The general solution is to provide the input to the loop on a file descriptor other than standard input. The shell has constructs to ferry input and output from one descriptor number to another. Here, we open the file on file descriptor 3, and redirect the read command's standard input from file descriptor 3. The ssh client ignores open non-standard descriptors, so all is well.

while read server <&3; do
  ssh $server "uname -a"
done 3</home/kenny/list_of_servers.txt

In bash, the read command has a specific option to read from a different file descriptor, so you can write read -u3 server.

SSH – Using While Loop to SSH to Multiple Servers

ssh is reading the rest of your standard input.

while read HOST ; do … ; done < servers.txt

read reads from stdin.
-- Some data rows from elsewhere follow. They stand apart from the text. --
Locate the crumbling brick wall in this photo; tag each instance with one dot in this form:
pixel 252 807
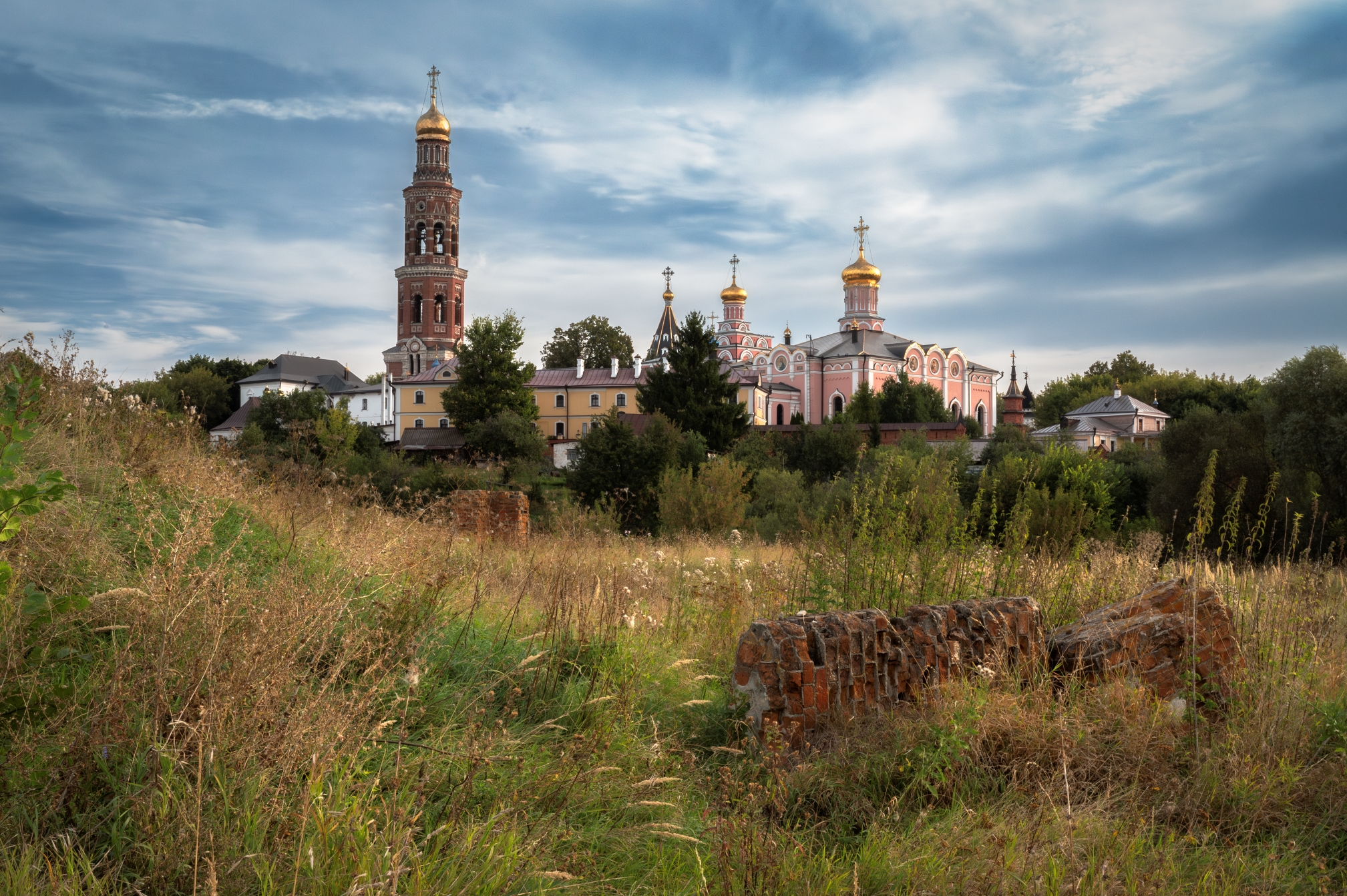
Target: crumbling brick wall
pixel 798 670
pixel 1155 638
pixel 491 513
The < redirects stdin from a file.

Unfortunately, the command you're trying to run also reads stdin, so it winds up eating the rest of your file. You can see it clearly with:

$ while read HOST ; do echo start $HOST end; cat; done < servers.txt 
start server1.mydomain.com end
server2.mydomain.com
server3.mydomain.com

Notice how cat ate (and echoed) the remaining two lines. (Had read done it as expected, each line would have the "start" and "end" around the host.)

Why does for work?

Your for line doesn't redirect to stdin. (In fact, it reads the entire contents of the servers.txt file into memory before the first iteration). So ssh continues to read its stdin from the terminal (or possibly nothing, depending on how your script is called).

Solution

At least in bash, you can have read use a different file descriptor.

while read -u10 HOST ; do ssh $HOST "uname -a" ; done 10< servers.txt
#          ^^^^                                       ^^

ought to work. 10 is just an arbitrary file number I picked. 0, 1, and 2 have defined meanings, and typically opening files will start from the first available number (so 3 is next to be used). 10 is thus high enough to stay out of the way, but low enough to be under the limit in some shells. Plus its a nice round number...

Alternative Solution 1: -n

As McNisse points out in his/her answer, the OpenSSH client has an -n option that'll prevent it from reading stdin. This works well in the particular case of ssh, but of course other commands may lack this—the other solutions work regardless of which command is eating your stdin.

Alternative Solution 2: second redirect

You can apparently (as in, I tried it, it works in my version of Bash at least...) do a second redirect, which looks something like this:

while read HOST ; do ssh $HOST "uname -a" < /dev/null; done < servers.txt

You can use this with any command, but it'll be difficult if you actually want terminal input going to the command.